И в "Крестьянской пирушке" привычная формула-рифма "от ворот поворот", оставаясь формулой-рифмой, в контексте стихов обретает конкретность, становится в общей контрастной, черно-белой картине удивительно живописной: с Кольцовым мы впервые увидели этот "от ворот поворот":

От ворот поворот
Виден по снегу.

"Во "Второй песне Лихача Кудрявича" также оживлена пословица "Век прожить – не поле перейти": "Век прожить – не поле пройти за сохою". "Во дворе по траве хоть шаром покати" – возвратит Кольцов предметность пословице – "шаром покати". И одновременно, украсив ее рифмой, эту пословичность укрепит. "Обороты и эпитеты, – писал знаменитый русский филолог Александр Николаевич Веселовский, – полиняли, как линяет слово, образность которого утрачивается с отвлеченным пониманием его объективного содержания". Кольцов и обновляет эти "полинявшие" образы и эпитеты, оживляет их.

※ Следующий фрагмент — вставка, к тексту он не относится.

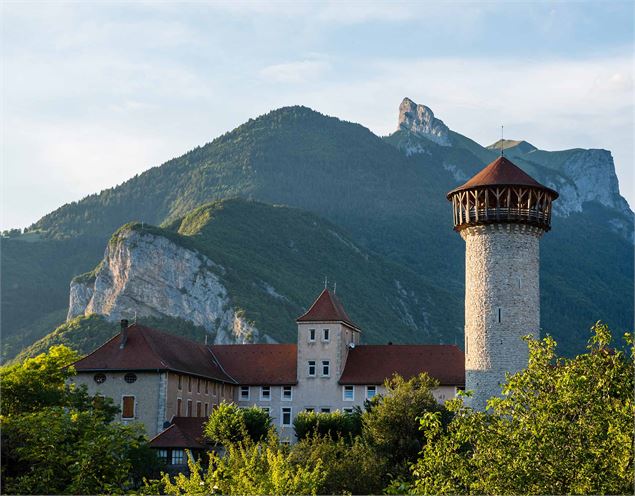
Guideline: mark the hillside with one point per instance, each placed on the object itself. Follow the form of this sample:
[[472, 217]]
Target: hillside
[[388, 195]]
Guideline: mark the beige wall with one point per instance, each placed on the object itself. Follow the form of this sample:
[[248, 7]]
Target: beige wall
[[145, 390]]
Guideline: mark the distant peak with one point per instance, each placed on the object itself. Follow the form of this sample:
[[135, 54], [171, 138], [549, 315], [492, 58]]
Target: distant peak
[[518, 145], [420, 120]]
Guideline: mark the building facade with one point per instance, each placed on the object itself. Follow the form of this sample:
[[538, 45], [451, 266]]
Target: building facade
[[157, 378], [500, 213]]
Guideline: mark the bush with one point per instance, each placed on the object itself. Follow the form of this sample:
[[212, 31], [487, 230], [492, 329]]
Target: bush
[[334, 425], [229, 424]]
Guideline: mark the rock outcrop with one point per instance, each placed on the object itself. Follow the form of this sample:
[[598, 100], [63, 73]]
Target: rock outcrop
[[420, 120], [143, 274]]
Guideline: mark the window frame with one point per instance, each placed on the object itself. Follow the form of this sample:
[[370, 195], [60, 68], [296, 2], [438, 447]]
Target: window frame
[[368, 388], [262, 396], [242, 397], [283, 391], [352, 389], [282, 413], [327, 364], [123, 406]]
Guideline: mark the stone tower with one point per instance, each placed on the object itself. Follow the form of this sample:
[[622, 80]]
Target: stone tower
[[501, 213]]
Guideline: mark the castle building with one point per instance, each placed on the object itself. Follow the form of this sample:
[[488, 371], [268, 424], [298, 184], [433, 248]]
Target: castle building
[[163, 381], [500, 213]]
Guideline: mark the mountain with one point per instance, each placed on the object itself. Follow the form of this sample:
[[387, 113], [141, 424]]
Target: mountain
[[386, 194], [250, 283]]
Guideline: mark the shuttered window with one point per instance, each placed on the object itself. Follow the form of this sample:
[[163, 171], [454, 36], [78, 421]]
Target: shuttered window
[[127, 407]]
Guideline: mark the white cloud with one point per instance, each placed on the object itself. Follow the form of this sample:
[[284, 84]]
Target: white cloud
[[303, 71]]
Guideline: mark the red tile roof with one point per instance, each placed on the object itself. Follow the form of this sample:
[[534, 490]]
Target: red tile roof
[[501, 172], [185, 432], [372, 364], [327, 308], [258, 364], [149, 349]]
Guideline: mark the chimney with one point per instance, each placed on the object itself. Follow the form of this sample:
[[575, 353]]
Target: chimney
[[124, 333]]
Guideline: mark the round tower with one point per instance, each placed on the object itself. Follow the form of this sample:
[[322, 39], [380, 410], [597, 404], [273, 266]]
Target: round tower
[[501, 213]]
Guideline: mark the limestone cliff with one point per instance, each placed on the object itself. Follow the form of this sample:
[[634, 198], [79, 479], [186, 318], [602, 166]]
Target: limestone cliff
[[148, 275]]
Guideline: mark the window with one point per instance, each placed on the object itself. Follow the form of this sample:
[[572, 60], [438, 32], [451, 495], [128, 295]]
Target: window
[[163, 455], [178, 457], [287, 393], [326, 368], [286, 416], [371, 391], [349, 393], [265, 393], [244, 393], [127, 408]]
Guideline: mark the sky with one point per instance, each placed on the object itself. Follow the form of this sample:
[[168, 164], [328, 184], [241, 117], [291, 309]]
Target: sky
[[95, 92]]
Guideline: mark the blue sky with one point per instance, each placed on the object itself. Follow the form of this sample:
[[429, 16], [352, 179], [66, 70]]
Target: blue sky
[[96, 92]]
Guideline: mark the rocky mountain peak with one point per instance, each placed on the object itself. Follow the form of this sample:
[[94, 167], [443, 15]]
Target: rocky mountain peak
[[420, 120]]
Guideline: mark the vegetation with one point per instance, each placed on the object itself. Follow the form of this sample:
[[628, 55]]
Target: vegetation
[[57, 439], [562, 426], [228, 424]]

Под стать кольцовскому косарю и его любимая. И тем-то, что "под стать", она хороша и значима. И она определена вроде традиционно: "лицо белое", "заря алая". Но опять-таки дело в частном применении общего образа. Он и она определены одной формулой. Но в одном случае – "зоря", в другом "заря". Художник кистью чуть тронул. И единый образ (традиционнейшая, древнейшая формула) расщепился, зажил разной жизнью. "Зажгла зорю красную": зоря – здесь от зорьки загорающейся. "Лицо белое – заря красная": заря – здесь от зари пылающей. И то же, да не то. Мы видели, как разнилась зорька в "Песне пахаря" и заря в "Урожае". Заря эта живет во многих стихотворениях. Чуть ли не через десятки стихов пройдет другой постоянный образ – тучи. Образы Кольцова немногочисленны, по сути, повторяемы, играют роль постоянных формул, подобных таким формулам в народной поэзии или прямо оттуда взяты, но живут они жизнью конкретной, многосторонней, каждый раз рождаясь заново. Вообще у Кольцова особые отношения с языком. Белинский неоднократно отмечал почти малограмотность Кольцова: "При всех его удивительных способностях, при всем его глубоком уме, подобно всем самоучкам, образовавшимся урывками, почти тайком от родительской власти, Кольцов всегда чувствовал, что его интеллектуальному существованию недостает твердой почвы, и что, вследствие этого, ему часто достается с трудом то, что легко усваивается людьми очень недалекими, но воспользовавшимися благодеяниями первоначального обучения… Это всего яснее видно из того, что он не имел почти никакого понятия о грамматике и писал вовсе без орфографии". Конечно, образования Кольцов не имел, но малограмотность его носила характер особый.

Вообще очень большой писатель воспринимает язык и соответственно говорит и пишет очень своеобразно.